Bund und Länder sind gefordert! Wie sicher lebt es sich in Bremen?

Während die Kriminalität im Jahr 2013 insgesamt sank, nahm die Zahl der Wohnungseinbrüche bundesweit weiter deutlich zu: Im vergangenen Jahr wurden 149.000 Einbrüche registriert, ein Anstieg im Vergleich zum Vorjahr um knapp 4 Prozent. Damit wurde 2013 jede 230. Wohnung in Deutschland von Kriminellen ausgeräumt.
Das Bundesinnenministerium nannte die Zunahme der Einbrüche jetzt besorgniserregend. Das ist richtig, vor allem wegen der psychologischen Folgen eines Einbruchs. Wer von Einbrechern – vielleicht sogar während der eigenen Anwesenheit – heimgesucht wurde, der verliert das Gefühl der Sicherheit und Vertrautheit in den eigenen vier Wänden. Dies kann über Jahre das Wohlbefinden beeinträchtigen, bei einigen Menschen geht es gar so weit, dass sie umziehen, weil sie sich in ihrem Zuhause nicht mehr aufhalten können.

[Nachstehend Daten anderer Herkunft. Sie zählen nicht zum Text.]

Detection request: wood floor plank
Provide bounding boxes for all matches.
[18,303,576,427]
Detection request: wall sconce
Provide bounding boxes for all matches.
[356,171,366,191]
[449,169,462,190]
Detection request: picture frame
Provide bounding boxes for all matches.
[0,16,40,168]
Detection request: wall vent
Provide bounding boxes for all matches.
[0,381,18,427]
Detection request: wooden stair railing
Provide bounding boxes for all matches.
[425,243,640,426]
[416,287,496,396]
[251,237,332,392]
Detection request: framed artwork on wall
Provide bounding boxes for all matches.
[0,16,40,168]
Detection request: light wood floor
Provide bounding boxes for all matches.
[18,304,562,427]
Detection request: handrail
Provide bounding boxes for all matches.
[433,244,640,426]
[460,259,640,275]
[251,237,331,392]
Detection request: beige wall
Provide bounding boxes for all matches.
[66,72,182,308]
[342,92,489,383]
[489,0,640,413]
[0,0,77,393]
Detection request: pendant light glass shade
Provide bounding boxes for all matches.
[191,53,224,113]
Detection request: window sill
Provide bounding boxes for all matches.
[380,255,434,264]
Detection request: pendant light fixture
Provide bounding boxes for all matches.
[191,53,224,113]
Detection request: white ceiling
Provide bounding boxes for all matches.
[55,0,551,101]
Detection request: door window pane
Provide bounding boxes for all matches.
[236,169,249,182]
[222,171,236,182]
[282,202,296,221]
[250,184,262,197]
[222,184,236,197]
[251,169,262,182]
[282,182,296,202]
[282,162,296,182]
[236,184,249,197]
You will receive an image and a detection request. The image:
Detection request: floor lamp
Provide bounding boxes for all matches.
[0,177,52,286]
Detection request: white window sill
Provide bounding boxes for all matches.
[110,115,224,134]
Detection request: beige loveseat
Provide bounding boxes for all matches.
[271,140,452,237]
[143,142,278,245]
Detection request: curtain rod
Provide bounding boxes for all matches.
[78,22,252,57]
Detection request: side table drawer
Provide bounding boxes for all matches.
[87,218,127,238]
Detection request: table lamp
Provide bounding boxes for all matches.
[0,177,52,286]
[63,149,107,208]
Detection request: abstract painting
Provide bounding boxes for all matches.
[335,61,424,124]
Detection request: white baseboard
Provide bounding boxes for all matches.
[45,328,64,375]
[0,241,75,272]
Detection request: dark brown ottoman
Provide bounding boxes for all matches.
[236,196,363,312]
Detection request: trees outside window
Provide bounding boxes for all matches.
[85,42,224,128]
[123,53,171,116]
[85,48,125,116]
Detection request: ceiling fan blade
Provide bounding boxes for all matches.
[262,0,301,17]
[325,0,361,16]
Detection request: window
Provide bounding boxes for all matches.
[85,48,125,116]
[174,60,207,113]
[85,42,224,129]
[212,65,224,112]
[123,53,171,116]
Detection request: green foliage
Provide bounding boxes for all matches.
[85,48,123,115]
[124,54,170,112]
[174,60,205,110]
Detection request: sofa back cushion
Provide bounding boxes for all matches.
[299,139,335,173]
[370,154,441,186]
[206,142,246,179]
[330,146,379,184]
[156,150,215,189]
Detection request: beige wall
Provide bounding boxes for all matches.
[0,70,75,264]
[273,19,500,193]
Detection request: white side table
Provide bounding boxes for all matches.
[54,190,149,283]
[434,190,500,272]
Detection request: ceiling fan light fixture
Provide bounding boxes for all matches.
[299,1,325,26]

Wie sieht es nun in Bremen aus? Bei uns ging die Zahl der Einbrüche gegenüber 2012 um rd. 12 % zurück. Allerdings gibt es einen neuen Brennpunkt im Bremer Osten, mit Hemelingen und Osterholz. Ein Erfolg aufgrund guter Arbeit unserer Polizei oder nur ein „Glücksfall“? In jedem Fall lohnt sich bei solchen Erfolgsmeldungen ein Blick zurück auf die Vorjahre. Im Januar 2011 titelte die Welt nach einem kräftigen Anstieg der Einbruchzahlen noch mit der Überschrift: „Bremen ist die Hauptstadt der Einbrecher“. Im Jahre 2012 ging es dann noch einmal um weit mehr als 10 % nach oben. Das relativiert dann schon die Erfolgsmeldung, dass die Zahl der Einbrüche 2013 gegenüber dem Vorjahr um rd. 12 % gesunken sei.

Besorgniserregend ist darüber hinaus die geringe Aufklärungsquote. Die lag 2013 nur bei gerade 6,8 %. Unsere niedersächsischen Nachbarn können dagegen auf eine Aufklärungsquote von 26,4 % verweisen.

Es ist sicherlich richtig, wenn auch unser Innensenator Ulrich Mäurer dazu aufruft, dass Eigentümer mehr in die Sicherheit investieren sollen. Aber dies kann nicht alles sein. Vorbeugung darf nicht dazu führen, dass sich die Bürger in ihren Wohnungen verbarrikadieren müssen.

Für die Sicherheit der Bürger ist der Staat verantwortlich. Er hat das Gewaltmonopol und reklamiert für sich das Recht, Sicherheit und Ordnung durchzusetzen, Kriminelle zu verfolgen und zu bestrafen. Dieses Recht ist wie eine Eigentumsposition des Staates. Und was für Immobilieneigentümer gilt, muss auch für den Staat gelten: Eigentum verpflichtet! Der Bund und die Länder müssen mehr unternehmen, um ihre Bürger zu schützen. Dazu gehört vor allem auch ein mehr an Unterstützung für die Arbeit der Polizei. Es ist schon sehr frustrierend für die Beamten,wenn diese selbst bei einem nachgewiesen „Griff in die Schmuckschatulle“ die Täter kurz nach der Verhaftung wieder auf freien Fuß setzen müssen. Es sei denn, es besteht Fluchtgefahr oder es handelt sich um einen Serientäter. Das letzte Wort hat in jedem Fall nicht die Polizei, sondern die Staatanwaltschaft oder die Richter.

Wer tadelt soll auch loben: Auf dem Gebiet der Prävention leisten die Kriminalpolizeilichen Beratungsstellen in Bremen und Bremerhaven jedenfalls schon seit Jahren hervorragende Arbeit.

Ihr Dipl. Ing. Andreas SchemmelVorsitzender Haus & Grund Bremen e.V.